No one spoke in the immediate.
Nick pulled at a string on the corner of his briefcase.
Will leaned his back against the wall.
Amanda let out a long, slow breath. She was the most hardened officer of them all, but she was also closely tied to the Mitchell family. Early in her career, she had been partnered with Evelyn, Faith’s mother. She had dated Faith’s uncle. Jeremy and Emma called her Aunt Mandy.
“Nick,” Amanda said. “There’s a bottle of bourbon in the bottom drawer of my desk.”
Nick left at a sprint.
Faith said, “I don’t want a drink.”
“I do.” Amanda was always on her feet, but she sat at the desk beside Faith. She asked Will, “Rod Zanger?”
Will said, “We located him in Cheyenne. He’s been in the Laramie county lock-up for the last three months. He beats his new wife, too.”

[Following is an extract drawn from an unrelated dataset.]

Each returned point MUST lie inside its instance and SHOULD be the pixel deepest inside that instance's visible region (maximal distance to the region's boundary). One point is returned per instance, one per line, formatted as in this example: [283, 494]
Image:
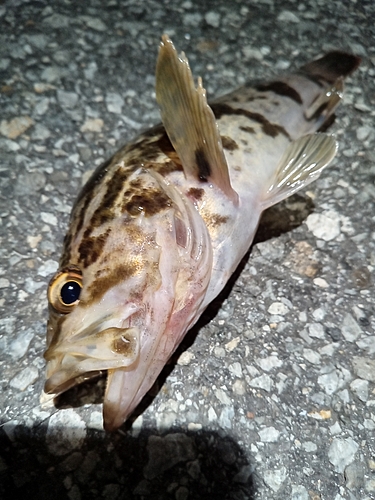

Faith put her head in her hands. “I couldn’t tell her. She’s barely holding it together. I’m barely holding it together.”
Amanda asked Will. “The transceiver on her car?”
He said, “We couldn’t ask for it without telling her why.”
“I wasn’t going to do that to her,” Faith said. “I couldn’t take that away from her.”
Amanda nodded for Will to continue.
He said, “Rod’s got an extensive social media presence going back ten years. During the week of the Grant County attacks, he was in Antwerp with Callie Zanger for some kind of tax conference. There are photographs of them on an orange, wooden escalator that’s well-known in the city.”